After what seemed to be hours of dragging his body inch by inch across the forest floor, he finally came across the source of the blood.

It was a familiar scene to him.

Entrails littered the ground, and blood was spattered across the grass, soaking into the dirt. A pair a wolves lay side by side, bodies mangled beyond recognition.

However, that was not something unusual to find, as animals often killed each other. No, what was both strange and familiar to Sevrath was the way they had been killed. They did not die quietly; or peacefully for that matter. The cuts on their bodies were clearly not made by claw or teeth and seemed to have been made with little intent to kill.

Instead, they were inflicted to make the victim suffer. It was only when they could suffer no more that they were finally allowed to die. It was obviously not the result of a hunt, as their carcasses were left unattended to. This was pure sport.

He was disgusted what humans were capable of. For sport, they tortured these animals to death, tormenting them until their final breath. For money, his own family had been killed and he had been held captive.

Who were the true animals here?

It was only the soft sound of mewling coming from the direction of the corpses that dashed Sevrath out of his sorrowful reverie.

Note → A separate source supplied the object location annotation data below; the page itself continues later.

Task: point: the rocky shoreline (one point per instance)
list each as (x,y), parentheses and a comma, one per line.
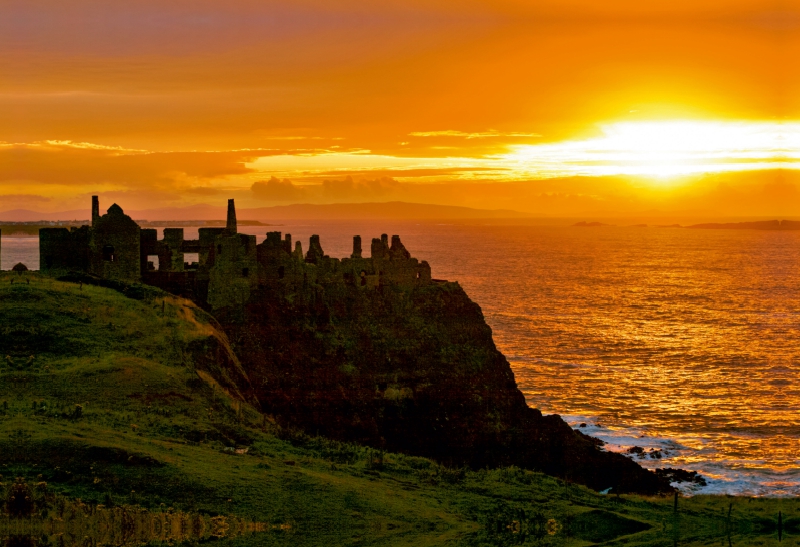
(411,370)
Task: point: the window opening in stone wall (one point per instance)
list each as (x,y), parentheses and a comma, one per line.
(191,260)
(108,254)
(152,263)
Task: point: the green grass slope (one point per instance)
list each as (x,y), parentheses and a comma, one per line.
(134,401)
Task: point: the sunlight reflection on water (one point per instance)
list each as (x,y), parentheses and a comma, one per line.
(684,341)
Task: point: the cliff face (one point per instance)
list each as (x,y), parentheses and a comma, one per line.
(408,369)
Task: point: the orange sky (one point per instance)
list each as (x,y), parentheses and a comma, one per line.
(536,106)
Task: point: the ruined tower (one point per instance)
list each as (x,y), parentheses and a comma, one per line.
(230,227)
(356,247)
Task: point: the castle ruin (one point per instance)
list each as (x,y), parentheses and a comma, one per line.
(230,264)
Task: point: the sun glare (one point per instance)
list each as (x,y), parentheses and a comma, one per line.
(665,149)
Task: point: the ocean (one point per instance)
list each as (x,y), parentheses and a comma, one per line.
(685,343)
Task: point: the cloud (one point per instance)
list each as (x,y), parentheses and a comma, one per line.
(348,188)
(275,189)
(479,135)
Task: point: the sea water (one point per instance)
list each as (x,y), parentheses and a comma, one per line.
(685,343)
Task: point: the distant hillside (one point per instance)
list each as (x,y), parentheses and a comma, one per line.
(395,210)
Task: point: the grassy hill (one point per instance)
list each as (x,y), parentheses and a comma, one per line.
(132,400)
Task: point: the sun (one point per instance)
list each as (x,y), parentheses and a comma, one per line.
(665,149)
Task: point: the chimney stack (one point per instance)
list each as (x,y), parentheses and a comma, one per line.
(95,209)
(231,225)
(356,247)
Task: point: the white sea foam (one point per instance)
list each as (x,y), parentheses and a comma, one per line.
(727,477)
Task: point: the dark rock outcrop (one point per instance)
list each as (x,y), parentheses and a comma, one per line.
(413,370)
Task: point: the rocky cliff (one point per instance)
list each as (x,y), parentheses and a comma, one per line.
(409,369)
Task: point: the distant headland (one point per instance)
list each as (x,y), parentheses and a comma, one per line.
(360,349)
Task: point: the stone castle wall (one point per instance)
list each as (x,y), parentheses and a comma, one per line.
(230,265)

He dragged his body over and weakly pushed at the two wolves.

He didn’t like what he saw.

A small wolf pup, clearly only just weaned off his mother’s milk, lay there, covered in wounds. Even the pup had not been spared from the sadistic tendencies of their attackers. However, unlike its parents, the pup was still alive, though like Sevrath it was on the cusp of death.

Deep in the forest, two wheezing, dying breaths could be heard, each echoing the last.

Sevrath could no longer find the strength to move. He lay there dying, staring at the pitiful wolf pup who gazed back with its sorrowful eyes.

“Hah” Sevrath wheezed out, trying to speak. “Pitiful. Aren’t we?” He spoke to his dying companion.

He found himself trying to comfort the wolf, despite knowing that it could not understand him.

“We’re the same, you and I.” He stopped once again, gasping as he tried to catch the breath that seemed just beyond reach. “Both lost our families to the vices of men. We’re like brothers, you see? Like”, his each breath came slower and slower. “Family”

His eyes began to glaze over, oblivious to the light that seemed to emanate outward from him, surrounding the two, reminiscent of the light of the moon.